Calculating integral?

Question

Hi,

I need to calculate the integral of:

-2sin(t) * e^(2cos(t)) + cos(t) * e^(sin(t)) dt.

Is it just: 2cos(t) * e^(2cos(t)) + sin(t) * e^(sin(t))?


Thanks!

Answer 1

No, it's not. If you differentiated your answer- remember that you have to use the product rule!- it's not the same as your original problem. You need to do a u substitution:
u=2cos(t)
du = -2sin(t) dt
that will give you the integral of e^u du, which is just e^u. Sub 2 cos(t) back in for u, and the answer is e^(2cos(t)), for the first part of the problem. Do the same procedure for the two terms after the plus sign, then add then together for your final answer.

Answer 2

Sorry.

Note, in the first term, that -2sin(t) is the derivative of the exponent of e^(2cos(t)).

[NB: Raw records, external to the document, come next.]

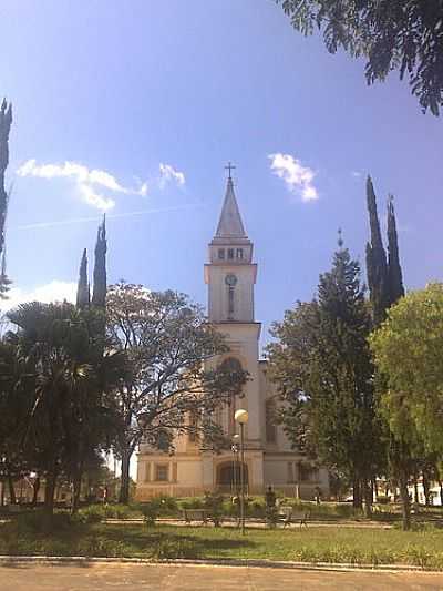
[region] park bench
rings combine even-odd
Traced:
[[[308,527],[309,512],[306,510],[293,509],[290,506],[281,506],[278,510],[279,520],[282,521],[284,527],[289,526],[290,523],[299,523],[301,526]]]
[[[192,521],[200,521],[202,523],[207,523],[207,511],[206,509],[183,509],[183,519],[186,523]]]

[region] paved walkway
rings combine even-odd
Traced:
[[[247,567],[84,564],[0,567],[1,591],[443,590],[443,573],[320,572]]]

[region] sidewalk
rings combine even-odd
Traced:
[[[426,572],[319,572],[176,564],[16,564],[0,567],[2,591],[431,591],[443,574]]]

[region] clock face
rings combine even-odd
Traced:
[[[230,287],[234,287],[234,285],[237,283],[237,277],[235,275],[226,275],[225,277],[226,285],[229,285]]]

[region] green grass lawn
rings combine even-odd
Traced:
[[[443,530],[320,528],[247,530],[144,524],[71,524],[51,534],[0,524],[1,554],[237,558],[404,563],[443,570]]]

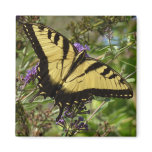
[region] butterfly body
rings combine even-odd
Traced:
[[[92,95],[131,98],[130,85],[108,65],[78,52],[69,40],[41,24],[23,24],[40,59],[37,78],[40,94],[54,97],[60,118],[66,106],[86,102]]]

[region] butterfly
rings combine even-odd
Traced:
[[[53,97],[61,117],[67,106],[87,102],[93,95],[132,98],[127,81],[110,66],[79,52],[62,34],[42,24],[24,23],[23,29],[40,59],[40,95]]]

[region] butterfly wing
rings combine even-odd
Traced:
[[[87,101],[92,95],[131,98],[133,91],[126,80],[108,65],[86,58],[63,83],[56,101],[64,107]]]
[[[25,23],[23,29],[40,59],[37,74],[40,94],[54,97],[78,52],[67,38],[42,24]]]

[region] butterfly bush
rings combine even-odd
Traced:
[[[38,65],[39,63],[37,63],[36,66],[34,66],[32,69],[27,70],[26,76],[24,78],[25,85],[35,79]]]
[[[89,100],[85,103],[79,103],[78,105],[73,104],[71,108],[65,108],[64,114],[56,122],[56,125],[63,128],[66,136],[73,136],[81,130],[88,131],[88,124],[86,123],[84,117],[80,115],[90,114],[90,110],[87,110],[85,104],[91,102],[92,100]]]

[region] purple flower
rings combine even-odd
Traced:
[[[37,74],[37,67],[39,63],[37,63],[36,66],[34,66],[32,69],[27,70],[26,76],[24,78],[25,85],[28,84],[31,80],[34,80],[36,74]]]
[[[59,125],[61,127],[65,127],[65,120],[63,117],[61,117],[57,122],[56,125]]]
[[[74,43],[74,46],[77,48],[78,52],[82,52],[83,50],[88,50],[90,51],[89,46],[85,45],[85,47],[83,47],[83,45],[81,45],[80,43],[76,42]],[[86,53],[85,55],[86,57],[89,57],[88,54]]]

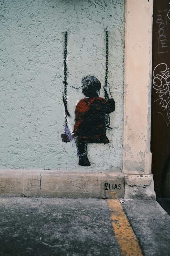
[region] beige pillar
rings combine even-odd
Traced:
[[[150,151],[153,0],[126,0],[123,172],[125,198],[155,199]]]
[[[150,105],[153,0],[126,0],[124,173],[151,173]]]

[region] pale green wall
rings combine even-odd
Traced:
[[[122,164],[124,0],[1,0],[0,167],[121,170]],[[108,81],[116,102],[110,143],[88,147],[92,165],[78,165],[76,148],[63,143],[63,32],[68,32],[69,119],[83,97],[83,77],[104,83],[105,30]],[[78,88],[78,89],[77,89]],[[101,96],[104,96],[103,91]]]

So if you use the substitution u = 2cos(t), then du = -2sin(t)dt and you get integral of e^u du.

Similarly, in the second term, cos(t) is the derivative of the exponent of e^(sin(t))

So the answer is e^(2cos(t)) + e^(sin(t)) + C

Answer 3

∫ -2 sint * e^(2 cos(t) + cos(t)* e^(sin(t) dt

=>∫-2 sint * e^(2 cos(t) dt + ∫cos(t)* e^(sin(t) dt

first integral put 2 cost = x : - 2sint dt = dx

for second integral sint = y : cost dt = dy

=>∫e^x dx + ∫e^y dy

=> e^x + e^y + c

=> e^(2cos(t)) + e^(sin(t)) + c